The importance of an up-to-date policy and procedure manuals should never be overlooked. They are critical to the success of an ASC, and help ensure the facility delivers consistent, high-quality care that supports efforts to achieve short- and long-term goals.

Here are five critical things to keep in mind when putting together an ASC policy and procedure manual or revising an existing manual.

1. Reflect changes in regulations and accreditation standards. Regulations and accreditation standards undergo revisions and additions regularly. The reasons for such changes vary, and can include adverse events, increased knowledge, outcomes studies, outdated information, regional differences and emerging consumerism.

As information becomes available and rules change, ASCs need to keep up-to-date with these developments and adjust their policies accordingly for legal, ethical and moral reasons. The policies and procedures you follow as the basis for providing care to patients needs to be current, not behind the times, and staff need to know to follow the most current edition of your manual.

Your manual and the manner in which you accomplish tasks need to be in sync; what you say you do you have to do. In the event of a lawsuit, if the policy says you do something and it was not done, you can be found liable.
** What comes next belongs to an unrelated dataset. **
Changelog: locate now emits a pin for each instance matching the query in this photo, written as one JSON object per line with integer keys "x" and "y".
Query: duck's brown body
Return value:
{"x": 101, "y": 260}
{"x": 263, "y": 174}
2. Maintain consistency with board-approved governance documents. Maintaining consistency between your manual and board-approved governance documents is important for a few reasons. ASCs should always strive to "do right" by their patients and deliver the best outcomes possible. If something in the governance changes, then the staff in the ASC needs to be aware of those changes so they can adjust processes within the center.
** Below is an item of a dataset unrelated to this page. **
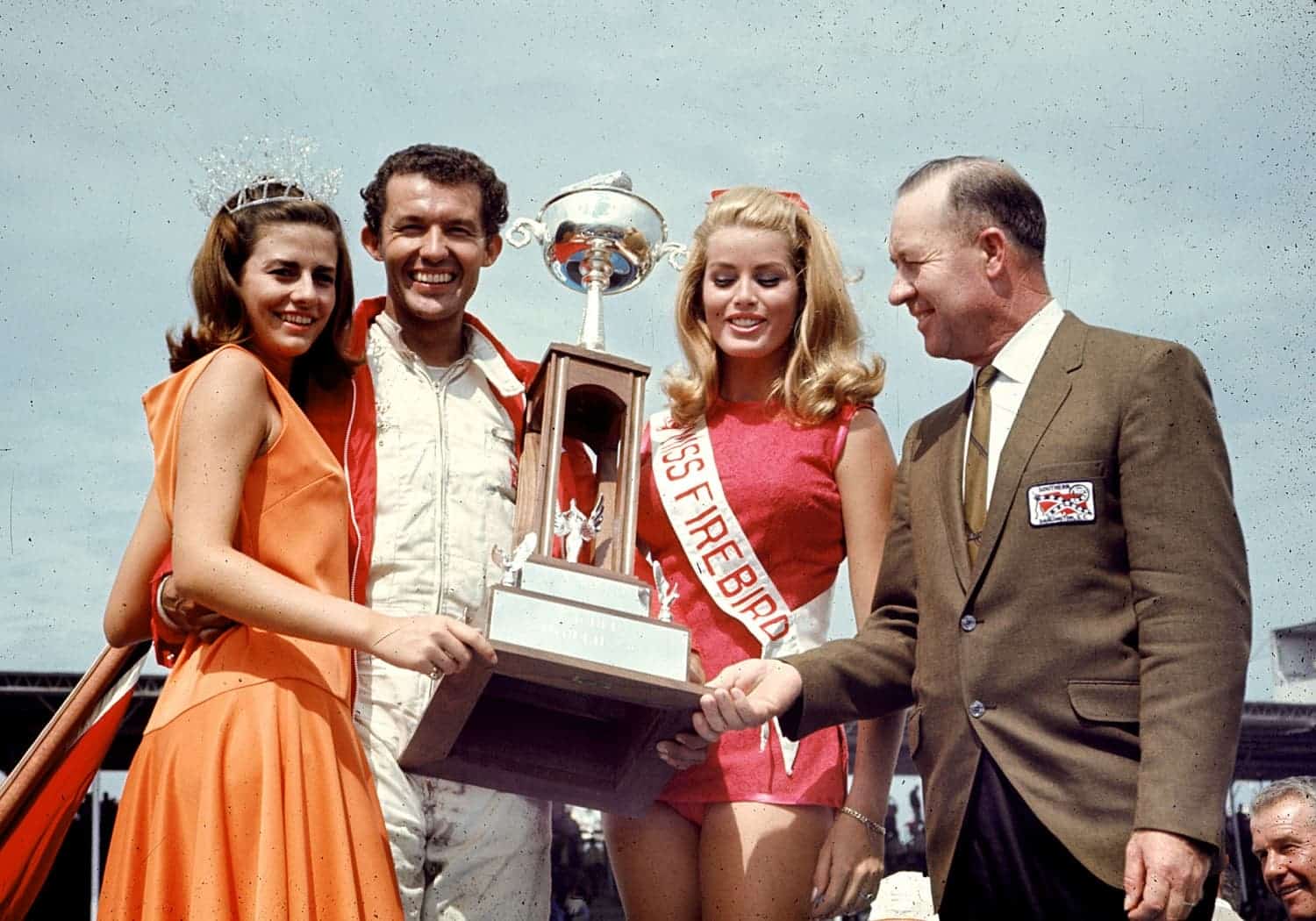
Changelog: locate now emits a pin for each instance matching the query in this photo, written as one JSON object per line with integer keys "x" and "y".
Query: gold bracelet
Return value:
{"x": 865, "y": 821}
3. Receive input from clinicians. Clinicians actually provide the care to patients; they know what works and does not work within their scope of practice. Staff needs to be encouraged to read and stay current on issues related to the ASC and be encouraged discuss those issues with other staff.

Regularly scheduled meetings with different practitioners, including physicians, RNs, techs, the medical director and CRNAs, will facilitate and encourage dialogue to help refine and/or redefine processes.

4. Develop processes to help staff understand the policies and procedures. As policies change throughout the year, the staff should be made aware immediately through communication logs, email, in-services, bulletin boards and any other means that helps accomplish this objective. All staff should be required to review the policy and procedure manual at least annually, including your physicians.

5. Keep manual from collecting dust. Even a thin layer of dust on a policy and procedure manual is a problem. When staff is busy doing their jobs, policy and procedure reviews can get pushed to the back burner. But for the sake of patient safety and compliance, ASCs must make sure this does not happen.

Consider putting items for review on a calendar throughout the year, and make sure you stick to this calendar. By spacing out your review, it will make completing the review less daunting than if you tried to review everything at the end of the year or right before a pending survey. The administrator and/or clinical manager can be tasked with divvying the policies and procedures up between staff members (in areas of their expertise) and sharing the responsibility for providing education on the various issues.

Conclusion
When an ASC makes developing a robust policy and procedure manual and keeping it current a priority, the facility will be in a better position to run itself at maximum efficiency and safety. There must always be oversight of the policies and procedures, and administration and staff need to be held accountable and responsible for keeping up with industry standards and changes in those standards. Initially this can feel like a tedious process, but when ongoing review and updates are continuous, you will establish a routine that makes the task less daunting and is ultimately in the best interest of your patients and staff.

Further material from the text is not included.